The recent new regulations and the government’s response to the consultation confirm that the government will put these transitional arrangements in place, but with slight changes to what was proposed in the 2022 consultation.

Two conditions

Under the proposed Building (Higher-Risk Building Procedures) Regulations 2023, for the transitional arrangements to apply, two conditions must be met. If these conditions are satisfied, the works will not be subject to the new high-risk building regime. The conditions are:

  • Before 1 October 2023: an initial notice must have been given to a local authority (and not rejected), or full plans must have been deposited with a local authority (and not rejected); and
  • Before April 2024 (ie, within six months of the new regime coming into force): works to create a new high-risk building must be “sufficiently progressed”, or where it is works to an existing high-risk building, these works must have “started”.

It is this second condition where the government has changed from what was proposed in 2022, as the previous proposal was a requirement to have “commenced works” within six months – the suggestion being that stringent definitions of ‘commencement’ would be put in place (both for works to create a new high-risk building and existing works) to avoid developers “gaming the system”. Now, for works to an existing high-risk building, all that is required is that the works have “started”, with no further definition given. For works to create a new high-risk building, “sufficiently progressed” is defined in the new regulations as being “when the pouring of concrete for (i) the permanent placement of the trench, pad or raft foundations, or (ii) the permanent placement of piling for that building has started”.

This new approach, and distinction between new works and works to existing high-risk buildings, is said to have come about due to “concerns raised by the industry and the importance of applying a definition that is viable for developers to comply with”. 

Hidden requirements

While the government’s recent response to the 2022 consultation focuses on the two headline conditions above, there seem to be three very important further requirements hidden in the small print:

  • Each individual building needs to satisfy the two conditions. This means in a multi-building project it is not enough for just one building in the project to have its initial notice in place and have commenced work – each building must individually satisfy the conditions. This means that, in projects with phased commencement, not all buildings will be “sufficiently progressed” by April 2024, meaning those buildings will come under the new regime.
  • You must have a registered approved inspector. Changes under the Building Safety Act mean the building-control profession will become a registered profession on 6 April 2024. When it comes to the transitional provisions, the government has said this means any approved inspector overseeing the project must have registered by 6 April 2024 for the project to continue to benefit from the transitional arrangements and remain under private sector building control.
  • Notification needs to be given that the works are “sufficiently progressed”. Not only must the building work satisfy the definition of sufficiently progressed within six months, but the person carrying out the work must also notify the local authority no less than five days after the point that the work is considered to be sufficiently progressed and before 6 April 2024.
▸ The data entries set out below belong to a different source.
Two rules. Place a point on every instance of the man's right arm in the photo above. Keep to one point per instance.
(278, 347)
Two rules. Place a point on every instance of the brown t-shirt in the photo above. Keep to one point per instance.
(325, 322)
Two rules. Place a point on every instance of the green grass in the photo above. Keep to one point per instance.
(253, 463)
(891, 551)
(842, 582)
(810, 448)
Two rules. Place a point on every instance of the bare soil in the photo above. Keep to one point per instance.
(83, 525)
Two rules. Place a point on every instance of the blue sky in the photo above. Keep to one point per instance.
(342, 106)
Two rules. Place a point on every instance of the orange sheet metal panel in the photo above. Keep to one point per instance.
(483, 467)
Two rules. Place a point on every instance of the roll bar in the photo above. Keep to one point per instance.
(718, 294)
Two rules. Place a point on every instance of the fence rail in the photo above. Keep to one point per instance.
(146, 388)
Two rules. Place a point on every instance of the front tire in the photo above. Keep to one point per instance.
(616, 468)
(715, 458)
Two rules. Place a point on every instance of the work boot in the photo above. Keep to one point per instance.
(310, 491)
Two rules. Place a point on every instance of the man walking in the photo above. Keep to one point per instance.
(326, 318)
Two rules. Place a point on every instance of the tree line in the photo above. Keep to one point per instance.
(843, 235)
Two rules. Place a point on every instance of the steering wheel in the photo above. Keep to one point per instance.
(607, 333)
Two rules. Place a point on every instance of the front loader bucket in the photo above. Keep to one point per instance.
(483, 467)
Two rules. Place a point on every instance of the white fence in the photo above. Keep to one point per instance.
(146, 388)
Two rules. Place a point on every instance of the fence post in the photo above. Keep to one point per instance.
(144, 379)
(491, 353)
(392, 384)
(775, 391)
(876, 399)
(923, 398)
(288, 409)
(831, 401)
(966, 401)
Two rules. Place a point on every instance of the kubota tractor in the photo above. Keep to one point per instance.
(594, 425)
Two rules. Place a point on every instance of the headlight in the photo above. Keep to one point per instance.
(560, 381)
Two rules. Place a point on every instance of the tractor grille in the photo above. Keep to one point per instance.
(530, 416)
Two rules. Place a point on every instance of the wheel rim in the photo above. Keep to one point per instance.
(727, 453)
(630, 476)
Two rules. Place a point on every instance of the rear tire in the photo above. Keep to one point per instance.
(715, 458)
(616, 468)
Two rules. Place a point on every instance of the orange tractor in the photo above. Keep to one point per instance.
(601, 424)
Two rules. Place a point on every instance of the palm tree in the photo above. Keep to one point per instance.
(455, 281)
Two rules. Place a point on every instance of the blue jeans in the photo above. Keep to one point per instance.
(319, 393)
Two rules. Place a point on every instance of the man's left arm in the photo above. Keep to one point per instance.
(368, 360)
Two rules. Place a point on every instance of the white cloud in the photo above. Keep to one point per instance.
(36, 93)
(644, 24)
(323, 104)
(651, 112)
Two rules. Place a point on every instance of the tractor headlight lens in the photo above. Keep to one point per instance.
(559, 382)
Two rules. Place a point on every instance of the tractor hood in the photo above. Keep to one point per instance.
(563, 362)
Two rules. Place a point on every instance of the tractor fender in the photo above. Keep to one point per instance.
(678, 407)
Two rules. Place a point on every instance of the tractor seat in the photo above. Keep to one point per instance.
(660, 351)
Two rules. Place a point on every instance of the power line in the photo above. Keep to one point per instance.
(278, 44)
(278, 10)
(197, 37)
If all the requirements of the transitional provisions are met, then the works will remain under the old regime. If they are not, then the work will transfer to the new Building Safety Regulator and will be subject to the new, more stringent regime, with likely knock-on impacts to the time and cost of the project. It is therefore important that all parties understand the status of new projects and determine whether or not they will satisfy the transitional provision requirements, or whether they will be subject to the new regime.